Hale, a married father with a 3-year-old daughter, only made it to the 11th grade. Still, he had a strong work ethic, putting in 40 and 75 hours a week at the moving company for wages that grew from $8 to $13.50 an hour over five years. This, along with financial discipline at home, allowed Hale to support his wife while she recently obtained her masters' degree in social work and put $10,000 down on a $200,000 home.
"He is living the true American Dream," Shepard said of Hale. "He came from the world I was writing about. He was working hard and saving money - which was not what his peers were doing."
Hale thinks Shepard glorified his life a bit in the book.
"I'm proud, but I'm not satisfied," he said. "I want to start my own moving company. I know a couple of guys who can probably lend a hand."
These days, Shepard pays the bills as an airport skycap, but hopes to use his inspiring tale as a foray into a new career, potentially as a motivational speaker for high school students. His goal is to help others draw inspiration from folks like Hale.
"My story is not unique. I don't emerge as the hero of the book," Shepard said. "I draw inspiration from the people I met who are really living it. This is Derrick's story; this is the story of so many guys met along the way. To see and tell their story was inspiring. To show how the American Dream is alive was great."
If You Go
What: Adam Shepard speaking about his book "Scratch Beginnings: Me, $25, and The Search for the American Dream"
When: 7 p.m., Thursday
Where: Rogers Center for the Arts, 315 Turnpike St., North Andover
How: Free. Visit scratchbeginnings.com
The Rules
Here are the guidelines that Adam Shepard set for himself to research his book:
* Leave Raleigh, N.C., with nothing but the clothes he wore, $25, an 8-by-10-foot tarp, a sleeping bag and an empty gym bag.
* Debark train outside of North Carolina when the mood struck.
* Effectively wipe out previous life, including contacts, college degree and credit history.
* Adopt new identity: He became a high school graduate new to town with no connections.
* Within one year, attempt to become a everyday member of society.
* Earn money in any legal way, with the exception of begging.
* No sleeping illegally in public.
* Elements of success: Defining success would involve buying an operating automobile, residing in a furnished apartment, saving up $2,500, and improving circumstances by attending school or starting a business.
The Results
Here is how Shepard fared:
* Arrived in the city of North Charleston, S.C., at 11 p.m. on a Tuesday night.
* Lived in a homeless shelter for 70 days. Paid $800 to live in an empty attic for two months. Paid $325 of the $600 rent for a two-bedroom apartment for remaining months.
* Worked two weeks as a day laborer, before finding permanent work with a moving company. Maintained employment throughout experiment, initially earning $9 an hour and eventually earning $11.
* Bought used truck for $1,000.
* Saved $5,500.
* Returned home to care for his mother, who was diagnosed with cancer, roughly 10 months into the experiment.
Survival Tips
* Work, work, work. Shepard worked six days a week for the moving company and did odd jobs on the seventh day.

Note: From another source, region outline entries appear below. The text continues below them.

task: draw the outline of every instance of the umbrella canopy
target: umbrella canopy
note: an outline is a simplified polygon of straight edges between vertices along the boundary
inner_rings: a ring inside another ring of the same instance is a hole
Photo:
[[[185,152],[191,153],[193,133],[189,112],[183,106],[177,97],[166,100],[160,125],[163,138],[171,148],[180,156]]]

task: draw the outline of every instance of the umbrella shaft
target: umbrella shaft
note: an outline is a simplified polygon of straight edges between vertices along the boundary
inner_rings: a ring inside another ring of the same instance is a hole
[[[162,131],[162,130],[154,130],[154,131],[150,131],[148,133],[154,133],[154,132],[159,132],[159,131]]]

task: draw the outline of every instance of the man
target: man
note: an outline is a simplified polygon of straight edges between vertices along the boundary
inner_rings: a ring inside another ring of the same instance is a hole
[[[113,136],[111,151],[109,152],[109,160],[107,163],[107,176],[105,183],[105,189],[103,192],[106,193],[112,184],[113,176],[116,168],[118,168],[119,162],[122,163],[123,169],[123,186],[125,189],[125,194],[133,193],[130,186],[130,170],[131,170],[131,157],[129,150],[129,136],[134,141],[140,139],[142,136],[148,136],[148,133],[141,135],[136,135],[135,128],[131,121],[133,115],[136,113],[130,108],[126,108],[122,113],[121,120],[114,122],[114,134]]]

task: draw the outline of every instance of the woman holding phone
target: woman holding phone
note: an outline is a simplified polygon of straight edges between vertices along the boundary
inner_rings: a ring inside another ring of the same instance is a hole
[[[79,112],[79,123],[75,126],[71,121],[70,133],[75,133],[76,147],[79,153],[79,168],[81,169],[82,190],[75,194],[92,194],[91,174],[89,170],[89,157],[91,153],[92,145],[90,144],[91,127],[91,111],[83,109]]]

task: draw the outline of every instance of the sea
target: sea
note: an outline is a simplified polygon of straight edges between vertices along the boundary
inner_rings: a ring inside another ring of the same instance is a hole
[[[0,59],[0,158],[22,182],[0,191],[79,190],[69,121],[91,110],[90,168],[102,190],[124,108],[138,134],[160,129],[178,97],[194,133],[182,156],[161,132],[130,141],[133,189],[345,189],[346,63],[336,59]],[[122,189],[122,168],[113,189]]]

* Buy groceries in bulk and cook at home. "Rice-a-Roni is just absolutely delicious. For about a dollar, I could whip up two generous portions of 'The San Francisco Treat,' one for now, one for later," he wrote.
* Shop for clothes at the Goodwill store, where essentially everything costs $3. Hit Marshalls only for a special occasion. "I did go on a date with a girl, and I looked good in my $14.96 outfit," he said.
* Do what you can to reduce your house bills by closing doors and window and turning off lights.
* Skip expensive nights out and find free activities. "I was so excited about not spending money. I became obsessed with seeing what free entertainment I could find," he said.
* Keep vices under control. For Shepard, his vice was the greasy buffet at Mama D's Dirty South Barbecue, which he only ate on Sundays. "I did have an advantage that I'm not a heavy drinker. But for $8 a week, (Southern barbecue) is a vice you can afford," he said.